Old School

On Basho


Sometimes the world feels weighty to us, like Atlas' burden, sometimes almost lark-light, unbearably sweet; Basho, the peripatetic 17th century Japanese poet, had a knack for distilling, in terse language, our seemingly contradictory sense of the world as onus and the world as gift.

Two decades ago, I selected lines from Basho as an epigraph to my second volume of poems, Soul Make a Path through Shouting: "Come, /see real flowers/of this painful world." Basho's haiku seemed an apt mirror to "Fleur," my book's penultimate poem, inspired by a passage from Ian MacMillan's Proud Monster, in which a Jewish boy, forced by Nazis to clean pavement stones with his tongue, finds "a tiny flower-shape" in a stone.

As my emotional and imagistic storehouse has expanded with the years, I've returned time and again to Basho's lines, to muse on their passing-through-this-world splendor. I love how the haiku's first word becomes an invitation to follow the poem's speaker, one that's quickly revealed as a chance to bear witness to the proximity of beauty and suffering that the roughhouse world presents to us everyday. There's a whiff of theatrical genius in Basho's gambit, as thrilling as Liza Minelli's kinetic Sally Bowles, beckoning to the audience with her rippling, emerald nails, to "come to the cabaret!" Will we or won't we join the speaker's journey into contradiction and suffering?

What exactly makes a flower real? The flowers in my treasured haiku have come to seem, over time, increasingly human—synonymous with my spiritual heroes, including the student-martyr, Sophie Scholl, and other dauntless young people caught up in the grim vise of World War II, whom I celebrated in my fifth book, The Crossed-Out Swastika.
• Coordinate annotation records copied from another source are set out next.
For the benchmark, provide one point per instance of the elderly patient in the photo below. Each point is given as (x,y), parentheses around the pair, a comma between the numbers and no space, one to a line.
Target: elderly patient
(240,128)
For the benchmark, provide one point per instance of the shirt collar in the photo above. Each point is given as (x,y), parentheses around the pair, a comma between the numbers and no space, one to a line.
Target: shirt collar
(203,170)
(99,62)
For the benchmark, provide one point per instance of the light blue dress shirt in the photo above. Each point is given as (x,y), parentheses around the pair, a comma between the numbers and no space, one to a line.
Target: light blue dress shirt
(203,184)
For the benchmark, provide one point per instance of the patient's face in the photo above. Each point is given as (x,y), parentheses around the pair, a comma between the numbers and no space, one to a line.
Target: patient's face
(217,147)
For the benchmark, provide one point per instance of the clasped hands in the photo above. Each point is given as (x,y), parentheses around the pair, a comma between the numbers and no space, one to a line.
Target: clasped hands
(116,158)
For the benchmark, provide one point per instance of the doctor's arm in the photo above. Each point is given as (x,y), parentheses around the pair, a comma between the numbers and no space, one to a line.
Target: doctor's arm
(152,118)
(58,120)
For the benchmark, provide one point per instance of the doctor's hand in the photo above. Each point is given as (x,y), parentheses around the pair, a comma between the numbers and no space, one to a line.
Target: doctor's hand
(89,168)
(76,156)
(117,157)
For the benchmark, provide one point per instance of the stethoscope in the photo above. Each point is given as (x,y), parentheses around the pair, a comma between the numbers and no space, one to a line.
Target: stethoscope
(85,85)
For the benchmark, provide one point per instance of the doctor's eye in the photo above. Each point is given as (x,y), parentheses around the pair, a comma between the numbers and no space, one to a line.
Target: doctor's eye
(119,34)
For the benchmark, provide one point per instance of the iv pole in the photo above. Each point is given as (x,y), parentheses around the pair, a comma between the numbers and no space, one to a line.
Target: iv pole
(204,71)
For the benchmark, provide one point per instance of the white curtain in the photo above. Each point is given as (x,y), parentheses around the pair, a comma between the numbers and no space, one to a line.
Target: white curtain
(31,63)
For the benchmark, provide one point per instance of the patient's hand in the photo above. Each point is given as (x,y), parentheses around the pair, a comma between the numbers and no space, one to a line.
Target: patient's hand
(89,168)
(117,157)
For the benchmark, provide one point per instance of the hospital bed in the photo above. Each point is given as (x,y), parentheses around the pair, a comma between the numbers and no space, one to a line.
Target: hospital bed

I recently finished what I've come to refer to as a "fool's journey," in which I challenged myself to travel for weeks, carrying as little as possible, a trip that's made me prize, more than ever, the clear-eyed work and openhearted spirit of wandering Japanese poets like Basho. When I stepped off the train in Rome, once my home, I was greeted with an incredible, profuse aroma of jasmine, mighty enough to antidote my dismay at the massive, ubiquitous graffiti I'd encountered coming in from the city's outskirts—so much of it that I wondered if Rome had devolved into "an empire of spray paint": a reminder, an opportunity, perhaps, not to forget the possible literal flowers in Basho's eight homeopathic words; in the same breath, the world can suggest both a soothing garden and a brutally frank metropolis. It's part of the participatory glory inherent in traditional Japanese poems that Basho's cogent, sparking words can cross time and geography to seem so absolutely pertinent to the Holocaust and human heroism, or to a sweet-scented evening in Rome.